The worst attack Thursday occurred in Tall Afar in Nineveh province in the north, where a double suicide bombing killed 34 people, prompting a senior Iraqi official to express concern that the country’s security forces, now fully responsible for protecting the cities, had been penetrated by armed groups.

….Militants appear focused on the north, where Arabs and Kurds are locked in a dispute over a 300-mile stretch of land where Saddam Hussein’s regime expelled Kurds and settled Arabs in their place. Iraq’s semiautonomous Kurdish region wants to annex those areas, an idea Arabs oppose.

And the New York Times:

With little notice and almost no public debate, Iraq’s Kurdish leaders are pushing ahead with a new constitution for their semiautonomous region, a step that has alarmed Iraqi and American officials who fear that the move poses a new threat to the country’s unity.

….The proposed constitution enshrines Kurdish claims to territories and the oil and gas beneath them.
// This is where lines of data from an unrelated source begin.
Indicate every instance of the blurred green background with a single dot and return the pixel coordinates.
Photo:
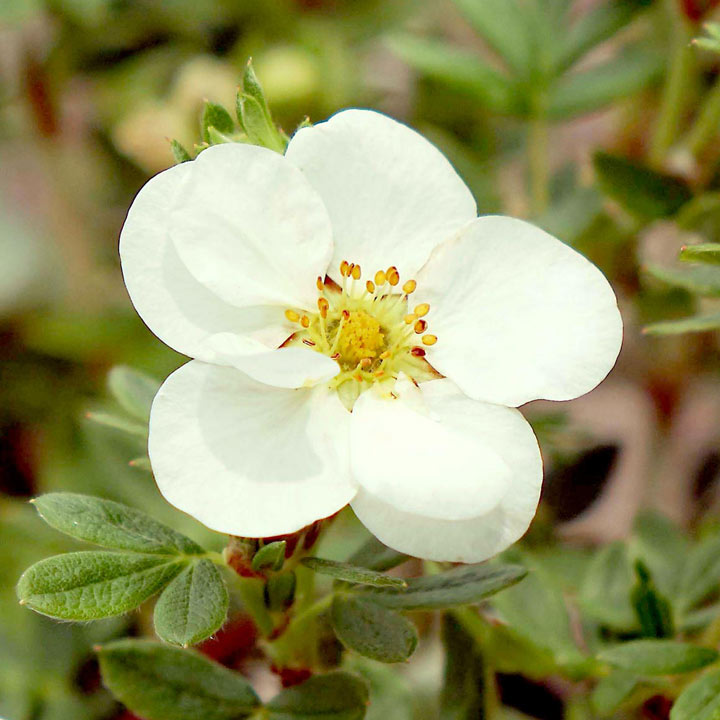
(596, 119)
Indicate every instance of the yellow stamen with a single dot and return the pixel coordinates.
(323, 307)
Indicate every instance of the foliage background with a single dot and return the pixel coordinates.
(596, 119)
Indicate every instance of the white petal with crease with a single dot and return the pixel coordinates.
(247, 459)
(248, 225)
(289, 367)
(518, 314)
(420, 461)
(392, 196)
(505, 432)
(174, 305)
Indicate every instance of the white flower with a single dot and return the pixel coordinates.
(250, 263)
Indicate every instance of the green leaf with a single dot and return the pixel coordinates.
(503, 24)
(536, 610)
(134, 390)
(376, 556)
(596, 26)
(92, 585)
(461, 697)
(372, 630)
(588, 90)
(352, 573)
(704, 252)
(462, 71)
(658, 657)
(334, 696)
(218, 117)
(640, 190)
(700, 700)
(391, 695)
(463, 585)
(193, 606)
(116, 422)
(280, 590)
(605, 591)
(180, 154)
(700, 279)
(158, 682)
(700, 574)
(111, 524)
(652, 609)
(697, 323)
(612, 691)
(270, 556)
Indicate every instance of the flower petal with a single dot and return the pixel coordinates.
(501, 430)
(518, 314)
(248, 225)
(392, 196)
(247, 459)
(174, 305)
(416, 459)
(288, 367)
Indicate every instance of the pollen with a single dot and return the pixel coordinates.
(360, 338)
(368, 328)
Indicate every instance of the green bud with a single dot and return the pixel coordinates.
(216, 116)
(280, 591)
(179, 152)
(254, 114)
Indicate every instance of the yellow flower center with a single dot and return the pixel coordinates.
(367, 329)
(361, 337)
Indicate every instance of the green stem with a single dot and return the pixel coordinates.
(476, 627)
(707, 123)
(680, 70)
(538, 148)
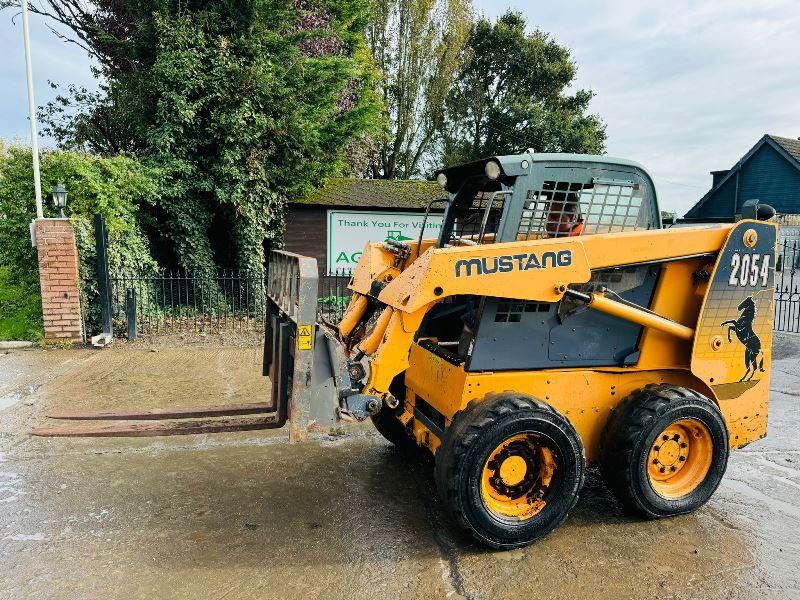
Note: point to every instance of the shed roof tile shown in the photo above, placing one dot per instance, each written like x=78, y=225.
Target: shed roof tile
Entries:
x=373, y=193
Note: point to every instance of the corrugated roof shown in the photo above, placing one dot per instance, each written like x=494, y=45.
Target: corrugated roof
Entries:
x=791, y=145
x=374, y=193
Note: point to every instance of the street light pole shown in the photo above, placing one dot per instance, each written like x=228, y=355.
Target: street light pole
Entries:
x=37, y=182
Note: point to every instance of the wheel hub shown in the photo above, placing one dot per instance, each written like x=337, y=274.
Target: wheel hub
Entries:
x=517, y=476
x=679, y=458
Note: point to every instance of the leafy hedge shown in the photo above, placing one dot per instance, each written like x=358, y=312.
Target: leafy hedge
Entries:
x=115, y=187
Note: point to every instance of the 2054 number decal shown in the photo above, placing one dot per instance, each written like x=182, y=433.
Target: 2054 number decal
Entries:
x=749, y=269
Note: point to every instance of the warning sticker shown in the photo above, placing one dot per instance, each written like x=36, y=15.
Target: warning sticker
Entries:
x=305, y=337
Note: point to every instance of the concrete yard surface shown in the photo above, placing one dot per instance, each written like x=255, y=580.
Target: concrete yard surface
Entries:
x=246, y=515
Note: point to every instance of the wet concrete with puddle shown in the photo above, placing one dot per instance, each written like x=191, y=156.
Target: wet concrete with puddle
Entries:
x=246, y=515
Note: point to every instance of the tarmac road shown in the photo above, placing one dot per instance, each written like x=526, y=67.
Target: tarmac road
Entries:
x=246, y=515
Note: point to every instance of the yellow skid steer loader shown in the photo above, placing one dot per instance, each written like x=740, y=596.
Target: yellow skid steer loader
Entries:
x=555, y=324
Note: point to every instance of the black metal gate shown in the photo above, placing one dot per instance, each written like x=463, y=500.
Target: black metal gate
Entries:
x=154, y=302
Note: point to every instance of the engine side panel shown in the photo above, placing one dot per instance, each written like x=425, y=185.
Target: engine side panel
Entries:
x=733, y=342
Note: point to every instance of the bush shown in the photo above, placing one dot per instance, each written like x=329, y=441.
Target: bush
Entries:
x=20, y=309
x=115, y=187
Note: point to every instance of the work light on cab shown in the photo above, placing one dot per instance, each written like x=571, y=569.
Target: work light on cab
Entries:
x=492, y=169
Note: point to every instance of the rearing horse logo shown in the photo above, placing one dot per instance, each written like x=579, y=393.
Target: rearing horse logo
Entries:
x=743, y=328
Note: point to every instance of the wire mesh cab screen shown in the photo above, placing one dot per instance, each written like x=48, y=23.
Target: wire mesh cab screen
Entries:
x=474, y=217
x=565, y=208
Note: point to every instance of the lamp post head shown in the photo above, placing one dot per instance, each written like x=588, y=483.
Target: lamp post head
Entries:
x=59, y=195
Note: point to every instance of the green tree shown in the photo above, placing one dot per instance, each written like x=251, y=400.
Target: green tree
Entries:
x=417, y=45
x=510, y=95
x=237, y=104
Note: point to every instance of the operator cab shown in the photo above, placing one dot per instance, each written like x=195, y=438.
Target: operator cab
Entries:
x=542, y=196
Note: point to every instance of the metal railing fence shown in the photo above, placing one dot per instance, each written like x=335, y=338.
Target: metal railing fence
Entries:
x=787, y=287
x=181, y=301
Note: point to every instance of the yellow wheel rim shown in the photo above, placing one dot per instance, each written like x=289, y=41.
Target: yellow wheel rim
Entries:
x=517, y=476
x=680, y=458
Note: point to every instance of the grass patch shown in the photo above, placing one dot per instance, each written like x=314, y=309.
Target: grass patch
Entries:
x=20, y=310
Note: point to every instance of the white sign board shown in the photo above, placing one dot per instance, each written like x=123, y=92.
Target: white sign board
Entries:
x=349, y=232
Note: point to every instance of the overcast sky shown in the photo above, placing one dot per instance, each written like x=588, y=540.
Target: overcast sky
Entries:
x=685, y=87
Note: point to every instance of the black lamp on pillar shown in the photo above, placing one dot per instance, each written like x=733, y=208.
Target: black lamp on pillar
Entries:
x=59, y=195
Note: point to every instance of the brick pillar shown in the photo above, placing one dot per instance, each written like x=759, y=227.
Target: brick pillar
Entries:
x=58, y=276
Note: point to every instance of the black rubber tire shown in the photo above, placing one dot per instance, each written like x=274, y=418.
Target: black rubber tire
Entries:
x=629, y=434
x=467, y=444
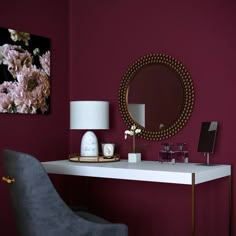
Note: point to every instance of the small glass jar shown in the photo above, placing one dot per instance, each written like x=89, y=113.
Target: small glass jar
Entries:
x=181, y=154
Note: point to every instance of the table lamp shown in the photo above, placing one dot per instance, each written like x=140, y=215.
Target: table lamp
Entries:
x=89, y=115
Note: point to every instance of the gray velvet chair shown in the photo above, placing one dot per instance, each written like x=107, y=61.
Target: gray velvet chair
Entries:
x=38, y=208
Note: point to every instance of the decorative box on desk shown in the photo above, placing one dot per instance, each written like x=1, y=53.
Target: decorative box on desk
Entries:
x=77, y=158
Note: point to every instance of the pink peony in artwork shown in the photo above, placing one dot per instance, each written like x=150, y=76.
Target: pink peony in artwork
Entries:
x=24, y=73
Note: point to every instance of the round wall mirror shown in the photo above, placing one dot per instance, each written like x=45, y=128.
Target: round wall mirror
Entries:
x=157, y=94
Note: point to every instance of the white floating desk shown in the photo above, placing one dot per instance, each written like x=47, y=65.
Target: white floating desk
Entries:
x=151, y=171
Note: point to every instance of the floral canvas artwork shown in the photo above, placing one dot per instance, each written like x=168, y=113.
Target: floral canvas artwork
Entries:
x=24, y=72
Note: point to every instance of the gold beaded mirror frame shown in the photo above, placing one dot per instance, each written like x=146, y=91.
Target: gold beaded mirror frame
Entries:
x=161, y=85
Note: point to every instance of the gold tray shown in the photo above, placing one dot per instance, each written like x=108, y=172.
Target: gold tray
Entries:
x=77, y=158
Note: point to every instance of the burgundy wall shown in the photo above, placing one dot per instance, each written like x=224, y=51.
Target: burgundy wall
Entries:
x=46, y=137
x=107, y=37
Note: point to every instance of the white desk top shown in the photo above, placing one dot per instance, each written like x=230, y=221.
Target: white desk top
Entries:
x=152, y=171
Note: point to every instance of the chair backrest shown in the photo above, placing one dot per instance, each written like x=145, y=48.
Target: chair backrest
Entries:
x=38, y=208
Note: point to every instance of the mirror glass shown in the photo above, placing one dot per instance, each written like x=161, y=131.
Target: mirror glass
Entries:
x=156, y=93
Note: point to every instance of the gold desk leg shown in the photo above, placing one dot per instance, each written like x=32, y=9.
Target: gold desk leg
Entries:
x=230, y=205
x=193, y=204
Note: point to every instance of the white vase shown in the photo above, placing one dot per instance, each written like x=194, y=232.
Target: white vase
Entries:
x=134, y=157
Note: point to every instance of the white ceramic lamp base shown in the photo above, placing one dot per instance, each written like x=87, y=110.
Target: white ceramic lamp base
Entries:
x=134, y=157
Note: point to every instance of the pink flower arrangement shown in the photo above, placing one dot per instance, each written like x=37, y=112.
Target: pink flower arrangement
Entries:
x=29, y=90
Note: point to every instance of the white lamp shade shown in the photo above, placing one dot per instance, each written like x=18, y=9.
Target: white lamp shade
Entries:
x=89, y=115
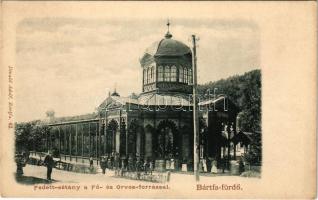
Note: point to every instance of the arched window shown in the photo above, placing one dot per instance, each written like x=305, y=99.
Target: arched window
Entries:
x=160, y=73
x=185, y=75
x=145, y=76
x=167, y=74
x=173, y=74
x=148, y=75
x=181, y=74
x=151, y=75
x=190, y=77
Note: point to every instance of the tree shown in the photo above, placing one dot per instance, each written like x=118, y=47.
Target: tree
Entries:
x=245, y=92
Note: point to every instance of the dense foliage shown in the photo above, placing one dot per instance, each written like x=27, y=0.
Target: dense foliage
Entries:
x=30, y=136
x=245, y=92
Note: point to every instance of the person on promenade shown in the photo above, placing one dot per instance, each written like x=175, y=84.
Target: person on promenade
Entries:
x=49, y=162
x=91, y=162
x=103, y=164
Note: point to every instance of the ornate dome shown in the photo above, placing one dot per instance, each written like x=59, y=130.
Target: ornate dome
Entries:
x=165, y=47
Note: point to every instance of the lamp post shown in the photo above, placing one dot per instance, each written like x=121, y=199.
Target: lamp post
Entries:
x=195, y=114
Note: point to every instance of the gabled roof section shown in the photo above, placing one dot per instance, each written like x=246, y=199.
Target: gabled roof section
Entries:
x=116, y=100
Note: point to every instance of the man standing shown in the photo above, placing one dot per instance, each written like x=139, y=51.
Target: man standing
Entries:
x=103, y=164
x=49, y=162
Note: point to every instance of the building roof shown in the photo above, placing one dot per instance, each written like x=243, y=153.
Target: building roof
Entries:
x=168, y=47
x=164, y=99
x=165, y=47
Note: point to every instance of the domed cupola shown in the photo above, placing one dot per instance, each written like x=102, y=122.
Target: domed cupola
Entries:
x=167, y=66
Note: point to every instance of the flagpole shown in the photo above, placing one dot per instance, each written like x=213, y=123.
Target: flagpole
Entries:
x=195, y=114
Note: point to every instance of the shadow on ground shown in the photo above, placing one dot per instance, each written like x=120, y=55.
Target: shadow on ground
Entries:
x=30, y=180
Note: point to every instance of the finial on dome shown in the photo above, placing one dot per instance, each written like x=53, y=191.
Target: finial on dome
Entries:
x=168, y=34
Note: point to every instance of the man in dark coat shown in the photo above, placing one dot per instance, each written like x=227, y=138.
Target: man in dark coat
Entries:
x=103, y=164
x=49, y=162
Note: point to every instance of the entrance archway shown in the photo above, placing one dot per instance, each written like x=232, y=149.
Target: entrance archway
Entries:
x=111, y=136
x=166, y=140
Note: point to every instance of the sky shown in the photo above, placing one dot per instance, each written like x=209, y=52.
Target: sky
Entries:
x=70, y=64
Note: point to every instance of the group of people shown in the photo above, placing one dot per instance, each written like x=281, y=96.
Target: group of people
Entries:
x=130, y=164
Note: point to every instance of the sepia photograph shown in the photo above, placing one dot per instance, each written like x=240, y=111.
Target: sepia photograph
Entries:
x=142, y=100
x=158, y=99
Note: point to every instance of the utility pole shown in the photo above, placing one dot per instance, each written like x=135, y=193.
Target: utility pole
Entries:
x=195, y=113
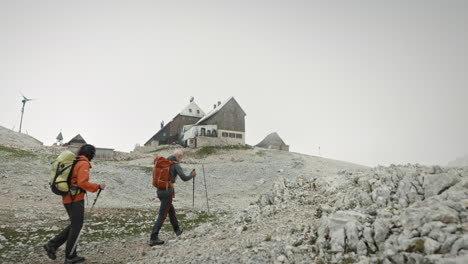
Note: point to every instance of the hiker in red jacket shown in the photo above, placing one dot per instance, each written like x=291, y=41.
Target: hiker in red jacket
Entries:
x=165, y=195
x=74, y=204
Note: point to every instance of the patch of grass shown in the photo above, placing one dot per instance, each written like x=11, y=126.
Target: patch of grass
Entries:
x=297, y=243
x=161, y=149
x=17, y=153
x=210, y=150
x=416, y=247
x=348, y=260
x=312, y=240
x=189, y=224
x=145, y=169
x=101, y=226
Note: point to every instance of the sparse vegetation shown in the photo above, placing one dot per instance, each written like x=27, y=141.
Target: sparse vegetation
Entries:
x=17, y=153
x=210, y=150
x=104, y=225
x=416, y=247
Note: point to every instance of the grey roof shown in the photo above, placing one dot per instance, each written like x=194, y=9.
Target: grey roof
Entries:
x=77, y=139
x=218, y=107
x=272, y=139
x=59, y=137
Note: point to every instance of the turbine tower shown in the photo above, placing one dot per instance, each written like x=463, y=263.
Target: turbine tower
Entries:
x=25, y=100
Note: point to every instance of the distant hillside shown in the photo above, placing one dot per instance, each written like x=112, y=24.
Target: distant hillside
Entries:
x=459, y=162
x=11, y=138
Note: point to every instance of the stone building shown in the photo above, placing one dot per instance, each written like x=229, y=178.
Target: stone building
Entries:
x=273, y=141
x=171, y=132
x=223, y=125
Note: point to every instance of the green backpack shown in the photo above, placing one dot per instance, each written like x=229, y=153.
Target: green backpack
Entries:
x=60, y=174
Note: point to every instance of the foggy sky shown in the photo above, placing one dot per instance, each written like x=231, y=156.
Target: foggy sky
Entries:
x=370, y=82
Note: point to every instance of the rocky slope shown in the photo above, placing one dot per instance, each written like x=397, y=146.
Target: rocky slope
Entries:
x=266, y=206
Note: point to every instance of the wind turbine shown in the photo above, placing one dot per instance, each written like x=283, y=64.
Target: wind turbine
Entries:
x=25, y=100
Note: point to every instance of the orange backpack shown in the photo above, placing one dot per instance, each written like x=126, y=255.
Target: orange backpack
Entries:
x=161, y=173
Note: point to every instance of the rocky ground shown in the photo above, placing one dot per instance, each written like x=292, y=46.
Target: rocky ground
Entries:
x=266, y=206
But these claims are disputed by both the federal government in Baghdad and ethnic groups on the ground….Vice President Joseph R. Biden Jr., sent to Iraq on July 2 for three days, criticized it in diplomatic and indirect, though unmistakably strong, language as “not helpful” to the administration’s goal of reconciling Iraq’s Arabs and Kurds, in an interview with ABC News.

I don’t have any special comment on this.  Just pointing it out.  Kurdistan has always been the wild card in Iraqi politics, but despite lots of warnings it’s never quite erupted.  It always seemed to be a problem for tomorrow.  Now, though, it’s possible that tomorrow has finally arrived.